Face aux températures records enregistrées lors des dernières vagues de chaleur, de plus en plus de foyers s'équipent de systèmes de climatisation: mobiles, monoblocs, splits ou réversibles. Mais ces appareils qui apportent un réel confort en période de canicule ne sont pas sans inconvénients. Elles...

Un tuyau d'aération d'une climatisation mobile sortant de la fenêtre d'un appartement parisien pendant la canicule, jeudi 9 juillet 2026.

Un tuyau d'aération d'une climatisation mobile sortant de la fenêtre d'un appartement parisien pendant la canicule, jeudi 9 juillet 2026. - CORINNE SIMON / HANS LUCAS / HANS LUCAS VIA AFP

Face aux températures records enregistrées lors des dernières vagues de chaleur, de plus en plus de foyers s'équipent de systèmes de climatisation: mobiles, monoblocs, splits ou réversibles. Mais ces appareils qui apportent un réel confort en période de canicule ne sont pas sans inconvénients. Elles peuvent vite devenir une source de nuisances et provoquer des tensions et autres conflits de voisinage.

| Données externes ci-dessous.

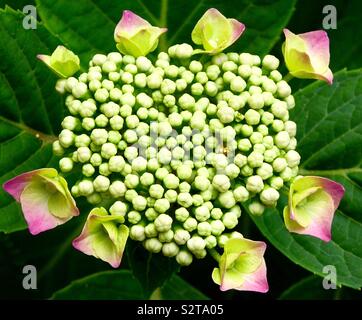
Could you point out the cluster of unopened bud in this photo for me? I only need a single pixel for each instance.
(175, 145)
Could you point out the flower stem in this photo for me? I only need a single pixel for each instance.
(214, 254)
(288, 77)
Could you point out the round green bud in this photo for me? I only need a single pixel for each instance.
(181, 214)
(293, 158)
(221, 182)
(256, 208)
(137, 233)
(163, 222)
(252, 117)
(162, 205)
(170, 249)
(171, 196)
(227, 199)
(151, 214)
(166, 236)
(184, 258)
(216, 213)
(202, 213)
(150, 231)
(230, 220)
(254, 184)
(204, 229)
(153, 245)
(196, 243)
(131, 153)
(217, 227)
(131, 181)
(190, 224)
(241, 194)
(269, 197)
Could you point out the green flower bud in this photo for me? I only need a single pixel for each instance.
(153, 245)
(254, 184)
(108, 150)
(190, 224)
(204, 229)
(256, 208)
(241, 194)
(166, 236)
(162, 205)
(163, 222)
(151, 214)
(252, 117)
(88, 170)
(170, 249)
(184, 258)
(85, 188)
(265, 171)
(221, 182)
(270, 62)
(230, 220)
(83, 154)
(134, 217)
(137, 233)
(150, 231)
(66, 138)
(227, 199)
(131, 181)
(282, 139)
(217, 227)
(279, 164)
(293, 158)
(269, 197)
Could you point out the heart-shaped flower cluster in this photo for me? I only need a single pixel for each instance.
(175, 145)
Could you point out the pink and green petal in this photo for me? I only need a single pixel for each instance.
(44, 197)
(129, 25)
(16, 185)
(256, 281)
(307, 55)
(242, 266)
(103, 237)
(215, 32)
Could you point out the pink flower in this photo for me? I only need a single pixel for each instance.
(103, 236)
(44, 197)
(311, 206)
(136, 36)
(242, 266)
(215, 32)
(307, 55)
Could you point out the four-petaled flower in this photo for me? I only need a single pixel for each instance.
(311, 206)
(307, 55)
(242, 266)
(215, 32)
(44, 197)
(136, 36)
(103, 236)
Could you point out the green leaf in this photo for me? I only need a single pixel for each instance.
(344, 251)
(72, 21)
(30, 109)
(108, 285)
(152, 270)
(178, 289)
(310, 288)
(329, 120)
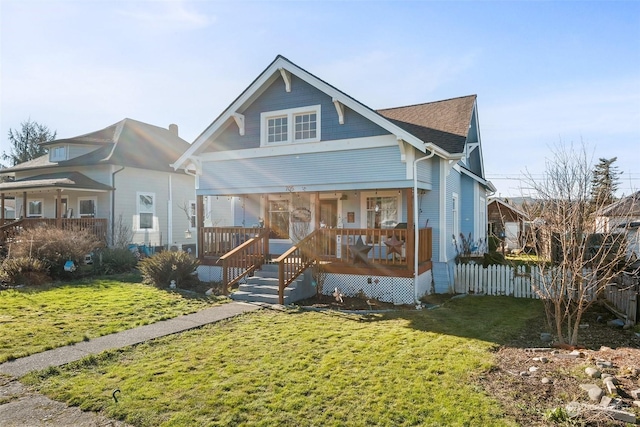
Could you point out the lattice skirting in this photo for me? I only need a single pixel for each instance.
(396, 290)
(208, 273)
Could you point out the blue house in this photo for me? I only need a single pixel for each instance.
(295, 173)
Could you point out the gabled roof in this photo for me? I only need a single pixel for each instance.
(126, 143)
(445, 123)
(68, 180)
(506, 205)
(422, 134)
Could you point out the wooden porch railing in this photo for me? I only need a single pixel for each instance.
(296, 260)
(243, 260)
(217, 241)
(95, 226)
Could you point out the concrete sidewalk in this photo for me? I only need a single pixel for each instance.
(63, 355)
(22, 407)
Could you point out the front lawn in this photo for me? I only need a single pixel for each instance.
(303, 368)
(37, 319)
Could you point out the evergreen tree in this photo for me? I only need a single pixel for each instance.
(25, 144)
(604, 182)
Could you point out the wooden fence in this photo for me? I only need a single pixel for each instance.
(521, 282)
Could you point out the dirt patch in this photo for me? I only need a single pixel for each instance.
(522, 393)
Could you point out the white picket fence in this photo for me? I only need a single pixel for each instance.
(493, 280)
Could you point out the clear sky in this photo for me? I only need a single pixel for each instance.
(544, 71)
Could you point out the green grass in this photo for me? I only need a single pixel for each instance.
(301, 368)
(37, 319)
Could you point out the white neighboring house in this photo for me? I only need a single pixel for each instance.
(623, 216)
(121, 171)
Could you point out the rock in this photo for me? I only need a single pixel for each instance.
(602, 364)
(605, 401)
(616, 323)
(595, 394)
(592, 372)
(611, 388)
(575, 409)
(576, 353)
(587, 387)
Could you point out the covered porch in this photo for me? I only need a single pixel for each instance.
(392, 248)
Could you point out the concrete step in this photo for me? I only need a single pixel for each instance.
(253, 297)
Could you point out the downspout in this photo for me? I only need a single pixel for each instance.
(416, 244)
(113, 203)
(170, 214)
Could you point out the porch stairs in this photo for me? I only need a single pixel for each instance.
(263, 287)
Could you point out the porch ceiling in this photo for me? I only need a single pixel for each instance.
(51, 182)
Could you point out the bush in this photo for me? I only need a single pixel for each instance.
(114, 261)
(493, 258)
(54, 247)
(159, 269)
(24, 271)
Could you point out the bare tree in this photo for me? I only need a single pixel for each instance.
(582, 262)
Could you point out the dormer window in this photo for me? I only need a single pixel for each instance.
(58, 153)
(290, 126)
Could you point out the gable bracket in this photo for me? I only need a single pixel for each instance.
(339, 110)
(286, 76)
(239, 119)
(472, 146)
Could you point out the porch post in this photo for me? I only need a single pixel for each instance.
(411, 223)
(267, 225)
(58, 207)
(199, 225)
(316, 225)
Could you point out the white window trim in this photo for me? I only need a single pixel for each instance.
(290, 114)
(54, 156)
(29, 214)
(455, 215)
(95, 207)
(154, 222)
(367, 194)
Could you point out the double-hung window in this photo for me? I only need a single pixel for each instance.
(146, 210)
(290, 126)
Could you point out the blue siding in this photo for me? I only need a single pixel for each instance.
(302, 94)
(453, 186)
(467, 206)
(357, 169)
(428, 204)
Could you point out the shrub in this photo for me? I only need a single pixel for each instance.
(114, 260)
(24, 271)
(159, 269)
(54, 247)
(493, 258)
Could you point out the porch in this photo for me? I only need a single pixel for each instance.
(9, 229)
(241, 251)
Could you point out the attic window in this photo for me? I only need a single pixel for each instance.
(58, 153)
(290, 126)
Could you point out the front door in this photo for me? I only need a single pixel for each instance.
(329, 219)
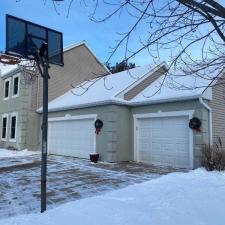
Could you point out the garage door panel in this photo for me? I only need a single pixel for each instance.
(164, 141)
(72, 137)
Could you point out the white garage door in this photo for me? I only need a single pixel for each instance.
(72, 137)
(164, 141)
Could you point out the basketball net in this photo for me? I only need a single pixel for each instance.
(28, 68)
(9, 60)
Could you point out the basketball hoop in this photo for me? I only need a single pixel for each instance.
(9, 60)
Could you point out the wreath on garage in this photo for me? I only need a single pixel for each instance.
(98, 126)
(195, 124)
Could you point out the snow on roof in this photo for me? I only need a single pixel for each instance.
(177, 86)
(100, 90)
(174, 86)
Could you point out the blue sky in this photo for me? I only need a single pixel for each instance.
(77, 27)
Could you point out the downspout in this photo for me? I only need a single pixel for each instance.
(210, 118)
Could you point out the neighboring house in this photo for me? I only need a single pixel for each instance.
(140, 122)
(20, 96)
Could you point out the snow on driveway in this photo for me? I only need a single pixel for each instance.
(69, 179)
(194, 198)
(4, 153)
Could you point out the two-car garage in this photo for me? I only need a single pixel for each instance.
(164, 139)
(161, 139)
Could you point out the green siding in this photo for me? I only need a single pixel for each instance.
(116, 140)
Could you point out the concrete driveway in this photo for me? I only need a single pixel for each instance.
(69, 179)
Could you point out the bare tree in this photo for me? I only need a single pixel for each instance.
(177, 26)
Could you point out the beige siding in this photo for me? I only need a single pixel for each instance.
(218, 111)
(80, 65)
(144, 84)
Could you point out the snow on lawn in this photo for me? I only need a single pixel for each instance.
(4, 153)
(194, 198)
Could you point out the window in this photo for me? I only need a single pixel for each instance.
(6, 89)
(15, 86)
(13, 126)
(4, 127)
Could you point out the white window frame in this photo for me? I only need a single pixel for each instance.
(7, 80)
(12, 115)
(17, 95)
(7, 122)
(188, 113)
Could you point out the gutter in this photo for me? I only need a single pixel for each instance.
(210, 118)
(119, 102)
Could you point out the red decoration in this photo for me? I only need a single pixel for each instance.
(97, 131)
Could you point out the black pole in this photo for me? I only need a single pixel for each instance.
(44, 137)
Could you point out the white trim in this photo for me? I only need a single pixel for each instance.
(188, 113)
(70, 47)
(164, 114)
(210, 120)
(15, 76)
(7, 122)
(80, 117)
(12, 115)
(69, 117)
(7, 80)
(138, 81)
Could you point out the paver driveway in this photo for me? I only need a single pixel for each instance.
(68, 179)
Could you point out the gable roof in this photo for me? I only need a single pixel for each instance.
(108, 89)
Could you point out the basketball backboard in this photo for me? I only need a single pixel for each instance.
(24, 38)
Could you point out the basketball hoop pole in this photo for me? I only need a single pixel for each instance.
(44, 137)
(43, 60)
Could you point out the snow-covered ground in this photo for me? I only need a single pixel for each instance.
(194, 198)
(4, 153)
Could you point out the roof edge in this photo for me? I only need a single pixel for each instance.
(72, 46)
(137, 82)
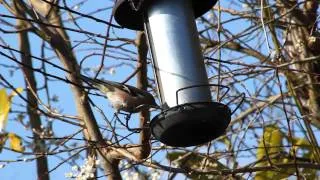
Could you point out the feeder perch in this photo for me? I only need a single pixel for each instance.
(191, 117)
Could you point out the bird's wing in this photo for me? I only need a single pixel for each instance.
(108, 85)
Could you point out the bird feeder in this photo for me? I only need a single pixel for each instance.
(190, 117)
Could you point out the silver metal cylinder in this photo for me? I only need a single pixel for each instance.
(176, 50)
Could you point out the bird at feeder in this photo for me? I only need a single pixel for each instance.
(123, 97)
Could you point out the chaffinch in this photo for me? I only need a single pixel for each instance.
(123, 97)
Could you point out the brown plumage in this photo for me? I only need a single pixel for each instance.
(123, 97)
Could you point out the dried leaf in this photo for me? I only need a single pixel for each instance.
(15, 142)
(5, 105)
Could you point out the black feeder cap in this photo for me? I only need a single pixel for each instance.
(191, 124)
(132, 19)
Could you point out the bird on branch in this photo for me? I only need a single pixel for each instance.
(123, 97)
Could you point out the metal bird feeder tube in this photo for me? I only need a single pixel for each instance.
(191, 118)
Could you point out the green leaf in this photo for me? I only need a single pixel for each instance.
(270, 147)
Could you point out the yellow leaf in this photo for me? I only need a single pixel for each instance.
(270, 144)
(5, 105)
(14, 93)
(4, 108)
(3, 139)
(15, 142)
(271, 141)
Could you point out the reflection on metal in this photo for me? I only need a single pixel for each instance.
(190, 117)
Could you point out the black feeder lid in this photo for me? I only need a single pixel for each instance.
(191, 124)
(132, 19)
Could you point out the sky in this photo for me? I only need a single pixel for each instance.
(26, 170)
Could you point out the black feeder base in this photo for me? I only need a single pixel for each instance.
(191, 124)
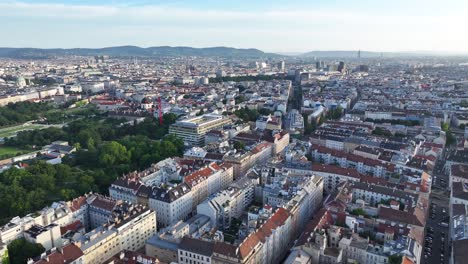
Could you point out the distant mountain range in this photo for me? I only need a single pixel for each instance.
(373, 54)
(131, 51)
(340, 53)
(167, 51)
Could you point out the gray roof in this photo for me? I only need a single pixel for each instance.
(171, 195)
(196, 246)
(163, 244)
(460, 254)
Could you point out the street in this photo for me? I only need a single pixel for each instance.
(436, 242)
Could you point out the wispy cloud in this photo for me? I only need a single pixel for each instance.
(289, 28)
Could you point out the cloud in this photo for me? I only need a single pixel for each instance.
(274, 29)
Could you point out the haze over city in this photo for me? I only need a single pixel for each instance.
(274, 26)
(233, 132)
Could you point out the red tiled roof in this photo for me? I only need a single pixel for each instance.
(248, 245)
(77, 203)
(336, 170)
(75, 226)
(67, 254)
(276, 220)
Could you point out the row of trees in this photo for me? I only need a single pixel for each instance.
(395, 121)
(26, 190)
(106, 150)
(252, 115)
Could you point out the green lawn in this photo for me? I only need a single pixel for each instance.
(8, 152)
(11, 131)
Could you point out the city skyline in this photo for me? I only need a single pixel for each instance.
(298, 26)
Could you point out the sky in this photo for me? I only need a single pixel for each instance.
(272, 26)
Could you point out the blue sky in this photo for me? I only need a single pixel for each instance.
(275, 26)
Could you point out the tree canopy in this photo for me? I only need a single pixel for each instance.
(20, 250)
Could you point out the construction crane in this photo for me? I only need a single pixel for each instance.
(160, 111)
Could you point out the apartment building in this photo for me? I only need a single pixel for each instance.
(193, 130)
(224, 206)
(209, 180)
(128, 229)
(172, 203)
(48, 236)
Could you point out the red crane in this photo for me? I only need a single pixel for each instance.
(160, 111)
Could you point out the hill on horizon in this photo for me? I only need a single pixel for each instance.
(132, 51)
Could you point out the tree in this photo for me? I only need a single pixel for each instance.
(20, 251)
(335, 113)
(240, 99)
(201, 112)
(395, 259)
(113, 153)
(239, 145)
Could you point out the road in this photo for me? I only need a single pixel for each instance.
(436, 247)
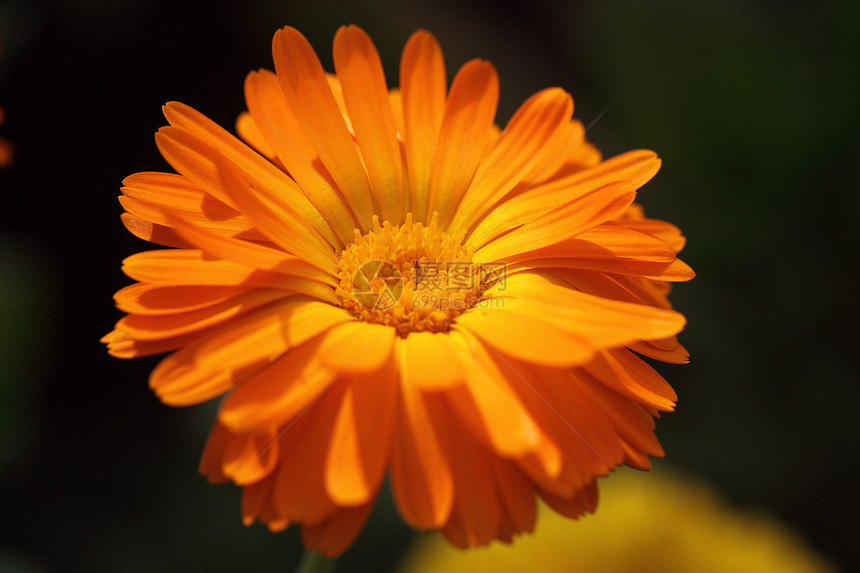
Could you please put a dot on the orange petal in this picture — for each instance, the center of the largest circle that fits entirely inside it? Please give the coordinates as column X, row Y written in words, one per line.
column 608, row 249
column 248, row 459
column 633, row 424
column 424, row 85
column 239, row 349
column 149, row 327
column 633, row 169
column 630, row 376
column 604, row 323
column 469, row 114
column 476, row 513
column 421, row 477
column 150, row 195
column 366, row 97
column 531, row 131
column 357, row 347
column 282, row 131
column 430, row 360
column 299, row 492
column 280, row 392
column 152, row 232
column 489, row 407
column 304, row 84
column 558, row 223
column 332, row 536
column 218, row 142
column 190, row 267
column 154, row 300
column 517, row 331
column 252, row 254
column 247, row 129
column 360, row 446
column 516, row 494
column 281, row 226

Depuis la première vague de canicule, lire quelques pages au soleil ou simplement profiter du calme de sa terrasse est devenu impossible pour Sophie, depuis que son voisin a installé une unité extérieure de climatisation sur la façade de sa maison située à Obernai (Bas-Rhin), juste au-dessus de son salon de jardin. Désormais lorsque cette enseignante de 57 ans met le nez dehors, elle est accompagnée d'un ronronnement continu "assez désagréable".

"Le tuyau donne juste au-dessus de notre tête", râle l'Alsacienne. "Ça fait le bruit d'un appareil électrique qui fonctionne, comme une machine à laver. Si on veut lire tranquillement ce n'est pas possible, hier c'était tellement bruyant que j'ai préféré rentrer à l'intérieur de la maison. Ça tape sur le système".

"Il aurait pu nous demander si ça nous dérangeait"

Agacés par cette nuisance sonore, Sophie et son mari se sont renseignés sur la réglementation encadrant ce type d'installation. Sans avoir, pour l'heure, interpellé leur voisin, avec lequel les relations sont déjà tendues, ils envisagent toutefois de se tourner vers la mairie si l'équipement s'avérait non conforme.

"Il aurait déjà pu nous demander si ça nous dérangeait", regrette Sophie.

"Je ne vais pas non plus déménager pour ça, on est là depuis quinze ans. Mais ce n'est pas la première fois qu'on a des soucis avec cette personne. C'est dans ses habitudes de prendre des libertés".

Le couple s'interroge notamment sur les démarches administratives qui auraient dû être effectuées avant l'installation. "Normalement, il faut une autorisation de la mairie pour faire ce genre de travaux. Je ne vais pas réagir pour l'instant mais si on m'explique que ce n'est pas réglementaire, alors on ira en parler".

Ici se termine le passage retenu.